Журнальный зал

Русский
толстый журнал как эстетический феномен

Опубликовано в журнале: Нева 2007, 10

Кесарево и Богово

Александр Леонидович Агеев родился в 1956 году. Кандидат филологических наук, критик, публицист, автор нескольких книг и многих статей в российской периодике. Живет в Москве.

 

Кесарево и богово

О власти

На вопросы социологов об отношении к власти граждане свободной и демократической России вот уже несколько лет отвечают однообразно: на власть законодательную им решительно наплевать, властью исполнительной они хронически недовольны, зато высочайшим доверием, если не любовью большинства, пользуется президент. Как следует осознав этот факт, теряешь всякую охоту рассуждать о “ветвях власти”, о “сдержках и противовесах” и особенно о качестве нашей демократии — ну, там, “развитая” она, “управляемая”, “суверенная”, или еще какая-нибудь. Причем тут вообще демократия, если “имеет место” быть классический для патриархального общества иррациональный, на эмоциях основанный, “союз народа и монарха”?

Иллюзия выбора

Да, нравится нам это или не нравится, но Россия и в XXI веке остается патриархальной страной. Народ наш веками тяжелой российской истории выучился только одному типу отношения к верховной власти: он ее либо любит, либо не любит. Ну, не может нормальный русский человек относиться к своему высшему начальнику с рациональной прохладцей, как к топ-менеджеру: наняли — уволили, позовем другого. Нет, он испытывает потребность в отношениях погорячее.

Истоки этой потребности понятны: многовековая монархия, какие бы причудливые формы она ни принимала в XX веке, сменилась у нас формальной демократией всего каких-то пятнадцать лет назад. А монархия — суровая штука: вот дан тебе изменчивой судьбой именно этот царь и терпи теперь его власть, пока он не преставится и не перейдет она к его старшему сыну. При этом даже двоюродные братья царя могут быть умнее, образованнее, добрее его, но закон престолонаследия неумолим и никакого выбора у подданных по определению нет. А человеку в принципе не нравятся ситуации, где его оставляют без права выбора, и он ищет психологической компенсации. Парадоксальным образом эти поиски часто приводят его к верноподданнической “любви”. Любовь в данном случае есть иллюзия свободного выбора: правителя мне навязали извне, мнения моего не спросивши, но я начинаю его “любить” и тем самым как бы свободно “выбираю” его. Причем история опровергает народную поговорку: “насильно мил не будешь” — царя и барина на Руси принято было все-таки любить, не любили же, как правило, бояр и управляющих. За несколько веков монархии этот тип взаимоотношений с властью закрепился в народе чуть ли не на генетическом уровне — разумная и трезвая прохлада восприятия, а уж тем более полное равнодушие к личности самого главного начальника встречаются чрезвычайно редко.

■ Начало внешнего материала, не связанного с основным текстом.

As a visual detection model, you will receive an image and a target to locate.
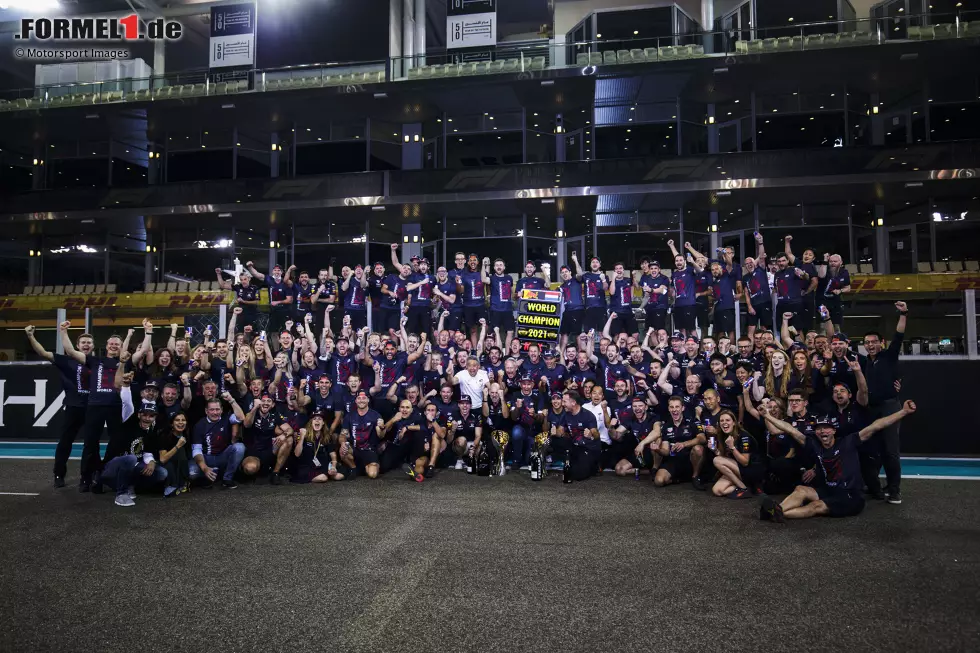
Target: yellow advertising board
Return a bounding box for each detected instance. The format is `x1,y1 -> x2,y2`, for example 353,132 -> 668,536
0,290 -> 242,312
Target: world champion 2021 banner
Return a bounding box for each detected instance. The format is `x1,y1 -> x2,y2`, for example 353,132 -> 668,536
516,288 -> 562,352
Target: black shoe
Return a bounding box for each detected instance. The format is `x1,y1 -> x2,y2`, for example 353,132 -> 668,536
692,477 -> 706,491
54,476 -> 65,488
424,465 -> 435,479
90,472 -> 104,494
269,472 -> 282,485
78,479 -> 90,493
886,491 -> 902,505
759,496 -> 784,523
868,488 -> 886,501
221,479 -> 238,489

Так уж сложилось: русскому человеку хочется любить свою власть, и естественно, что предмет возможной любви, реальные или легендарные его качества и свойства да и просто внешний образ здесь очень даже не безразличны.

Такой же, как мы

Но чем всегда были психологически неудобны эти отношения, так это неравенством: царь был существо запредельно далекое от простого человека, увидеть его было практически невозможно, а потому “любовь” была мало того, что заочная, но и могла быть направлена только строго снизу вверх. Русский же народ по характеру своему — стихийный уравнитель: равенство в России — такая же величайшая ценность, как и справедливость. А потому не могла здесь не возникнуть идея “мужицкого царя”: пусть он будет царь и правит нами, но пусть будет такой же, как мы. Этой народной мечтой пытались воспользоваться многие самозванцы, всех успешней — Емельян Пугачев.

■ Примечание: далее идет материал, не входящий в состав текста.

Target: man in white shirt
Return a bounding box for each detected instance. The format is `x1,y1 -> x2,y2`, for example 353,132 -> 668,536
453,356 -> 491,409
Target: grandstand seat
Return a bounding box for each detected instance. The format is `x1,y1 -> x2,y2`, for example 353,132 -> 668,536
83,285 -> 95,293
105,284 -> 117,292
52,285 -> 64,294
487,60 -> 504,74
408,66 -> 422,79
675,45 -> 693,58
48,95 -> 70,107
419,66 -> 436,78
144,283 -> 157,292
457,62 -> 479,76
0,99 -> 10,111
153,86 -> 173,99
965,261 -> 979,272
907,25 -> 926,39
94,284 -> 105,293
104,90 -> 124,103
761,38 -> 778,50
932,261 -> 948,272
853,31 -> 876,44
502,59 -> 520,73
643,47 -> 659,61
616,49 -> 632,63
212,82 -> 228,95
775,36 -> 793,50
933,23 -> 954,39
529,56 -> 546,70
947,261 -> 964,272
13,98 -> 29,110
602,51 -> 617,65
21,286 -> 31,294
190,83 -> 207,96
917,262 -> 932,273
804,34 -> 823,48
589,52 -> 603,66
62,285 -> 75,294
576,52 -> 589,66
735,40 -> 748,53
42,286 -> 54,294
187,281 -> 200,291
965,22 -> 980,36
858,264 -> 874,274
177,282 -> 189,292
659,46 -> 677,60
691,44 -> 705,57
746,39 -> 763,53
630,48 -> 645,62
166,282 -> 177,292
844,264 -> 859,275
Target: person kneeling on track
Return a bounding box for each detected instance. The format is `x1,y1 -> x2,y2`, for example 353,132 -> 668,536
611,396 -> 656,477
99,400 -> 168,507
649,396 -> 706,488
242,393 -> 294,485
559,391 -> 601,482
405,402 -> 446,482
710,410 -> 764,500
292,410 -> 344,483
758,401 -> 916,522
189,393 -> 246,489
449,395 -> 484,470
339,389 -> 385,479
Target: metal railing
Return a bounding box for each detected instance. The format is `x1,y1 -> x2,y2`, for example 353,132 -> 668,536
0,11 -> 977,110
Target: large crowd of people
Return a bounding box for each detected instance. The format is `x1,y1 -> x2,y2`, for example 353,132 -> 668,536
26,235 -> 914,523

Но по-настоящему она воплотилась в жизнь только в 1917 году, когда к власти пришли большевики во главе с Лениным. Вот он-то, яростный враг монархии, и стал, по иронии судьбы, первым и единственным в истории России “народным царем”. Он держал в своих руках настоящую, реальную (и крайне жестокую, заметим) власть, но в то же время был первым правителем без горностаевой мантии, шитого золотом мундира и прочих внешних примет царственного величия.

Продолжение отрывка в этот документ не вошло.